15.1
Cross-Validation
A rather direct way to estimate the generalization ability
of a system is to measure the error on a separate data set that the network has
not seen during training. In simple crossvalidation, that is, the holdout
method, the available data is divided into two subsets: a training set used to
train the network and a test set used to estimate the true error rate. To avoid
obvious bias, both sets should be random samples of the same population.
Ideally, both sets should be large because the larger the training
set, the more accurate the approximation learned by the trained system, and the
larger the test set, the more accurate the estimate of the true error rate. When
data are limited, these goals conflict. As a compromise, sets of roughly equal
size are usually chosen.
With large sample sizes the holdout method can be accurate, but it
has limitations when sample sizes are small. The test samples are unavailable
for training, so the network must be trained on less data with more risk of
overtraining or overfitting. The validation set is used to guard against this,
but, with just a small amount of validation data, the error estimate has a large
variance and may be unreliable; an uncharacteristic test set could give a bad
estimate of the error. If the training error surface is distorted because of
sampling deficiencies, the validation error surface is likely to be similarly
distorted when the data sets have similar sizes. In order for the validation set
to be a better predictor of the true generalization error than the training set,
it will usually have to be several times larger but this limits the amount of
data that can be used for training.
Another problem is that, depending on the training algorithm, the
solution could be indirectly biased toward the validation set so a third,
completely different, data set is needed to form an unbiased estimate of the
error. That is, it is common to train a number of networks and choose the one
that performs best on the validation set. If thousands of networks were
generated, a few might coincidentally have low errors on the validation set but
still not generalize well. Because the validation set is used, albeit
indirectly, as part of the training process, there is a danger of obtaining a
biased solution.
Simple cross-validation as described here uses a single holdout
set to estimate the generalization error. Resampling techniques such as
leave-one-out, k-fold cross-validation, and bootstrapping [389], [116] address limitations of the single holdout method by
averaging over multiple holdout experiments using different partitions of the
data into training and test sets. Once impractical, these sorts of methods have
become feasible due to increasing computer processing power. Advantages are that
the error estimates are generally more accurate, the network can be trained on
almost all the data, and it can be tested on all of it. The drawback is an
increased computational burden.
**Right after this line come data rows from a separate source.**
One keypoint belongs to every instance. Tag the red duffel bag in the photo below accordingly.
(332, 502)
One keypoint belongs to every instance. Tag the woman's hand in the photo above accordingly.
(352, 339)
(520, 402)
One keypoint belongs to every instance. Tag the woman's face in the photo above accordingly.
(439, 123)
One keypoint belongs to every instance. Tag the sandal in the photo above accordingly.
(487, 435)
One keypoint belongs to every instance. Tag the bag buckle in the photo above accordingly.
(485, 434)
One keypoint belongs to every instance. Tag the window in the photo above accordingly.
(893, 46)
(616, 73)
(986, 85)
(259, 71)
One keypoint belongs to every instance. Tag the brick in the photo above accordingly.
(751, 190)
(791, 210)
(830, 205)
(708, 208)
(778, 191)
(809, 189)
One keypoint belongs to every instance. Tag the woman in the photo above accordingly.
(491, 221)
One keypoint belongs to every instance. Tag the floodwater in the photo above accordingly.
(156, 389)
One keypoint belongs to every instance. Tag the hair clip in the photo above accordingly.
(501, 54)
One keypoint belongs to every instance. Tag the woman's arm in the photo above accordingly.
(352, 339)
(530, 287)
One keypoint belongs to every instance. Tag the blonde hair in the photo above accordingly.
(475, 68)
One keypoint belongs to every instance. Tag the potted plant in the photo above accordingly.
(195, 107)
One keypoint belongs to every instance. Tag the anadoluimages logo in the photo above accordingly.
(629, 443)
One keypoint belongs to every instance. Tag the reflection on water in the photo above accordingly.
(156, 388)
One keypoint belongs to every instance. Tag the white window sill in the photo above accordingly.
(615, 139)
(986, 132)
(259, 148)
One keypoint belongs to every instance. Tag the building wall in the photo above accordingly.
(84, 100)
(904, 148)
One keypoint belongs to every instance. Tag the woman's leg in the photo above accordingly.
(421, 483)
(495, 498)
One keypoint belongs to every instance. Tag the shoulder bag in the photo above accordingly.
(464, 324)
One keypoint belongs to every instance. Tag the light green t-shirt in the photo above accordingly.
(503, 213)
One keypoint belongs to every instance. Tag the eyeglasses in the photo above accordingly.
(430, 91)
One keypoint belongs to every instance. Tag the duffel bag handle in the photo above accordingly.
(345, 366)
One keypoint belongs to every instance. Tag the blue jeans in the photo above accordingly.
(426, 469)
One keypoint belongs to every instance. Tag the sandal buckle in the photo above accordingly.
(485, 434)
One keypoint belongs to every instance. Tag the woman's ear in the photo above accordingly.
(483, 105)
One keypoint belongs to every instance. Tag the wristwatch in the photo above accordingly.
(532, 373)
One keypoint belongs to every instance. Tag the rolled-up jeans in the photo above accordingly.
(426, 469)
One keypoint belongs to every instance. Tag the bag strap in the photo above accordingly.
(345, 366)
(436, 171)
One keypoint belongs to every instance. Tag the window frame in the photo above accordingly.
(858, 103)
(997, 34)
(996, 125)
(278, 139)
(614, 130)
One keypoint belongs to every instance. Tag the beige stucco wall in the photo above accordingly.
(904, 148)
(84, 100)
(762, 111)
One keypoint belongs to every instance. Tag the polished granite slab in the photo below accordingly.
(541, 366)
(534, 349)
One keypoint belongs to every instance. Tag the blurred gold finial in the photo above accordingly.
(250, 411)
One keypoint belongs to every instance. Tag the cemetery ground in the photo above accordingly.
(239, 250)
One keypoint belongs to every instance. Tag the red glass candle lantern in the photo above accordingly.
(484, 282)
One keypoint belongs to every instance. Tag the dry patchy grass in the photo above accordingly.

It should be noted that these are nonparametric
methods that do not make restrictive assumptions about data distributions and
are not restricted to linear models.
Bootstrapping is one of the most accurate techniques, in
general, but also one of the slowest. As noted, the estimate obtained from a
single holdout set may have a large variance. Bootstrapping lowers the variance
(at the expense of a slight increase in the bias) by averaging estimates
obtained from many different partitions of the data [389]. It is common to use hundreds or thousands of subset
estimates. If the method is used to obtain a more accurate one-time estimate of
the generalization ability of a trained network, the computational burden may
not be a critical factor because network training times are already long in most
cases. This probably is not a practical way of comparing network architectures
if each subset sample requires the training of a new network.